# Lowe's acoustic insulation board



## harrym

Lowe's carries a 1/2"x2'z4' acoustic insulation board [which I haven't seen since the local store doesn't carry it in stock]. Is this something that could be stacked to fill the bookcase space behind my speakers? Or is it just something used for soundproofing? I haven't found anything locally that I think would be suitable for this job.


----------



## bpape

What is the material like? If it's a hard black board called soundboard or a styrofoam of any kind, it won't do much of anything. 

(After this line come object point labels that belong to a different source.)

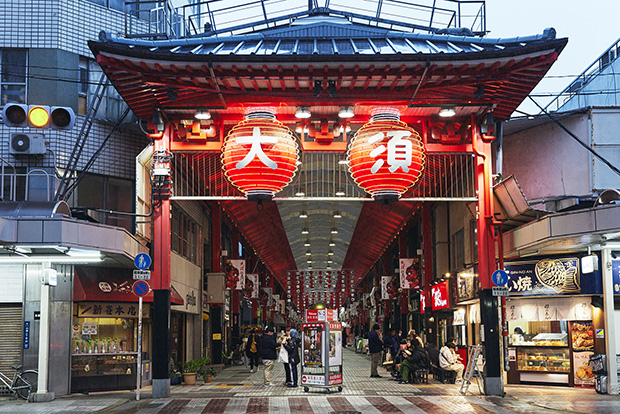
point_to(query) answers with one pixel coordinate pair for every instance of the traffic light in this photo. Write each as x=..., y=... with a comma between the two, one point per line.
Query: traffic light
x=38, y=116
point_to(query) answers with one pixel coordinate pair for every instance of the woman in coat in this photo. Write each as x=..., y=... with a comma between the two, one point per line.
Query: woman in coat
x=292, y=346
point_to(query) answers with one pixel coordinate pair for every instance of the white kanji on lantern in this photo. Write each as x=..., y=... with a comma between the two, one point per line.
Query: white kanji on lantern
x=256, y=139
x=400, y=151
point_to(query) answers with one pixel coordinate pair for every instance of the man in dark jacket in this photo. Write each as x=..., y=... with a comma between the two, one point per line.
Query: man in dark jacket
x=269, y=355
x=375, y=345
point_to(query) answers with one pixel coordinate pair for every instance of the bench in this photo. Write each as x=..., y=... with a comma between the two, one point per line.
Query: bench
x=443, y=375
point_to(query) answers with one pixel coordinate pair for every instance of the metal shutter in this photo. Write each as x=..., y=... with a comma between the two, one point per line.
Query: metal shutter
x=10, y=337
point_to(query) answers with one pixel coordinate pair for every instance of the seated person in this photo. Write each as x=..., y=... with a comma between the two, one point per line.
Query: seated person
x=449, y=361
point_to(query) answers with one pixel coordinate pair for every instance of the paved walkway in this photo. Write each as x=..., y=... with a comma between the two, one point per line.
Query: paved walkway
x=236, y=390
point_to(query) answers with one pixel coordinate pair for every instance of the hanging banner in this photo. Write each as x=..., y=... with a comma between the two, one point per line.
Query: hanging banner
x=276, y=303
x=266, y=297
x=551, y=276
x=385, y=284
x=235, y=274
x=250, y=291
x=439, y=294
x=410, y=275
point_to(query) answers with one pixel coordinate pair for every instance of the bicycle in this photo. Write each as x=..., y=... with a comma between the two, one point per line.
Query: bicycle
x=24, y=383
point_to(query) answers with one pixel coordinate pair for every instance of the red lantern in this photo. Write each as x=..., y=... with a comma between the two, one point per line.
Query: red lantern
x=386, y=157
x=260, y=156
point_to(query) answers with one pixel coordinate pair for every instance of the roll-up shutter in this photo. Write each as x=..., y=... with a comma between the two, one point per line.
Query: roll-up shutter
x=11, y=331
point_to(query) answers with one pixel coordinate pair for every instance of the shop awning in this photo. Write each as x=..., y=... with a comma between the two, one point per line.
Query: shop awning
x=110, y=285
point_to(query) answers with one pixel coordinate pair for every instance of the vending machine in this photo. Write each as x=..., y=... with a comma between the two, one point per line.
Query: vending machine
x=321, y=349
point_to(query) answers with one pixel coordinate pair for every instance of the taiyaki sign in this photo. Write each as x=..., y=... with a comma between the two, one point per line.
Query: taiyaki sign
x=549, y=276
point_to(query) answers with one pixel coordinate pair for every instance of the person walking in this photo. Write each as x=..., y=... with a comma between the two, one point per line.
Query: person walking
x=449, y=361
x=375, y=345
x=269, y=355
x=252, y=350
x=292, y=346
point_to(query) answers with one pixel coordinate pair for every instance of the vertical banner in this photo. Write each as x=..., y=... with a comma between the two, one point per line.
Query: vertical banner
x=410, y=275
x=266, y=297
x=252, y=287
x=235, y=274
x=385, y=283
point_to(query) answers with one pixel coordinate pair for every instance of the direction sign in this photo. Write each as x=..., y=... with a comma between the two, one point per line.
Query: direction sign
x=142, y=261
x=141, y=275
x=500, y=277
x=140, y=288
x=500, y=291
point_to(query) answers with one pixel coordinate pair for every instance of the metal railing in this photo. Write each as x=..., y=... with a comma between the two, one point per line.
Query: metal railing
x=581, y=81
x=160, y=20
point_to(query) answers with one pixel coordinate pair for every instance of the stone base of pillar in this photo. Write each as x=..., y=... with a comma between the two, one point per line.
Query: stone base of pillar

If you have to use something local and can't find any normal 703 or mineral wool, you can actually use cheap ceiling tiles and peel the plastic facing off of them. It's not as dense as 703 but denser than standard fluffy wall insulation.

Bryan


----------



## harrym

By cheap ceiling tiles, do you mean the fiber product with small holes in it used for drop ceilings? I have some of those left over, but they do not have a plastic covering. I need to fill about 3" of space. Could I stack those to a 3" thickness? Would spraying them black destroy their effectiveness? Or would it be better to cover them with black grill cloth?


----------



## bpape

I was more referring to the really cheap ones that are the 2x4's that are fiberglass on the back and have a plastic or vinyl or paper facing on the exposed side.

Bryan


----------



## harrym

I found a source for some 12x12x2" Aurelex foam tiles, black with triangular grooves in them. Would they be suitable for this purpose?


----------



## eugovector

Foam doesn't seem to work as well as fiberglass, especially with grooves (they look nice, but you're cutting away material that should be absorbing sound). Foam also tends to be more expensive.


----------